There are many explanations for this and other claims of miraculous healings, such as can be found in the back pages of the Christian Science Sentinel.

A misdiagnosis is certainly not unheard of. Medicine is not perfect: doctors make mistakes.

Then there is the twisting of information, à la telephone game, in which a doctor states a fact to an overly anxious, scientifically illiterate patient, who proceeds to understand something else.

Spontaneous remission is also known to occur in certain cases. While scientists don’t currently have an explanation for them, the God-of-the-gaps argument is not a valid one. Throughout history, our increased understanding of the world has never, not once, included the realization that magic or the supernatural are real.

Acute injuries, such as a Sentinel reader’s arm and shoulder pain which arose after a backpacking trip, usually resolve themselves thanks to the miraculous power of… our physical bodies to heal themselves. Muscle strains generally go away on their own.

And let’s not forget that people lie.

But if you prefer to be convinced by a song, have this one on me: “Thank You God” by Tim Minchin.

And remember that “Christian Science” is a dangerous oxymoron.

9 thoughts on “It’s All in Your Head: A Statement on Which Both Christian Scientists and I Can Agree

  1. Thanks for this well-written article, Jonathan. I was a Christian Science child-case who got away, i.e. didn’t die of the bone disease that kept me bedridden in agony the year I was fourteen while my CS parents & practitioner prayed. I ended up with an auto-fused knee (later amputated after I left CS) which was considered “healed”, though admittedly not “perfectly healed,” a magical state I chased for a further twenty years until my own child was born. A doctor diagnosed my bone disease and explained (as many others have since) that a child’s pristine organs can help them survive what would kill an adult. Woila: healing!

    …but I’d be interested in a healing of my above-knee amputation. I wonder if Ginny Luedeman, Spiritual Healer, would take my case? 😉

    • Liz, if Christian Science restores your leg to it’s once former glory, I will wholeheartedly go back to it, and be sitting beside you in church… 😉

  2. Reblogged this on Emerging Gently and commented:
    As a former Christian Scientist myself, and ever so happy to not be marinating in that crazy sauce anymore, it’s interesting to read the perspective of someone who is not and never has been a Christian Scientist on this crazy religion I was in for far too many years. Very interesting!

  3. One enlightening quote you missed is on pages 556-57 of Science & Health: “It is related that a father plunged his infant babe, only a few hours old, into the water for several minutes, and repeated this operation daily, until the child could remain under water twenty minutes, moving and playing without harm, like a fish. Parents should remember this, and learn how to develop their children properly on dry land.” (You can also see the quote here: )

  4. My experience in joining Christian Science during high school was very different than the cases related here.
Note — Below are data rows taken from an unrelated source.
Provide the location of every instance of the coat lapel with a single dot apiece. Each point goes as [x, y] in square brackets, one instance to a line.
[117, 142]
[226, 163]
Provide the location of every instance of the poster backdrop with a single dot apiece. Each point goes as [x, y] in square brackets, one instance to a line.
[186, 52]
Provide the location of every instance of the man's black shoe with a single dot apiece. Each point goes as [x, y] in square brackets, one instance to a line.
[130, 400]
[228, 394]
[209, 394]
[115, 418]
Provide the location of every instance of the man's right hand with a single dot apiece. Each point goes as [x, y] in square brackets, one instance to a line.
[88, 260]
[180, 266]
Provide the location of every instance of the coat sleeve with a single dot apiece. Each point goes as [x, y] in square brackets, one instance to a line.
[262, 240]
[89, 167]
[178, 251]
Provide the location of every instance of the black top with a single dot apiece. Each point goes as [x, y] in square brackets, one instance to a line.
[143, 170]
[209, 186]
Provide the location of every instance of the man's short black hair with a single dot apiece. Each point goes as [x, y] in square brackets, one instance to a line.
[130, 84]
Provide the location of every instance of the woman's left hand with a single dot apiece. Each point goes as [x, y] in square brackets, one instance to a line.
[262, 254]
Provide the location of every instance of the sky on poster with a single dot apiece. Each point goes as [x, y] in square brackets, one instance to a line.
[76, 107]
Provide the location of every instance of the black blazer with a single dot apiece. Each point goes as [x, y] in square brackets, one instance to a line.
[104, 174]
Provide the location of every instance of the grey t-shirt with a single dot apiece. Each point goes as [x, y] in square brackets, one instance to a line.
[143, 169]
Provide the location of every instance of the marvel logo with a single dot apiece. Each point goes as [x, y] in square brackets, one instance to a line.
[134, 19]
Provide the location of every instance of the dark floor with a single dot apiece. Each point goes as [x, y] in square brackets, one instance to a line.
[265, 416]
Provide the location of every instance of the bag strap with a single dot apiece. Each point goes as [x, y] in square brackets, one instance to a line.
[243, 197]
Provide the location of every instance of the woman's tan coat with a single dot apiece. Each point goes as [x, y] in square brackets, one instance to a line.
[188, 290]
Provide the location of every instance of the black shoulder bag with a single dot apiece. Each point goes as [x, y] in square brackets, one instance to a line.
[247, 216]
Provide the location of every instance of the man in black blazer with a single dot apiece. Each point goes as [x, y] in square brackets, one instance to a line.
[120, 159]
Fortunately, I was exposed to liberally minded Christian Scientists. Along with that exposure, I found much to my delight, that some of them had a keen interest in developing the science of Christian Science. They were aware that the religion and emotional aspect of Christian Science was pushing out the curiosity to go forward with a scientific study of the teachings.

    During Mary Baker Eddy’s last decade, 1900 – 1910, the Christian Science publications carried more articles by experts on the common elements of science and religion and where a scientific approach to supplant religious dogma with appropriate scientific truths would improve religion.

    Where did this curiosity go? It was promoted by a few students of Christian Science here and there. What happened? Religion and rules won out over scientific curiosity. There are a few scientific thinkers pondering the science in Christian Science, but they are not taken seriously and or there just isn’t the interest in what they do. You may laugh, but Christian Science in its past had some respect by thinkers including some scientific minds.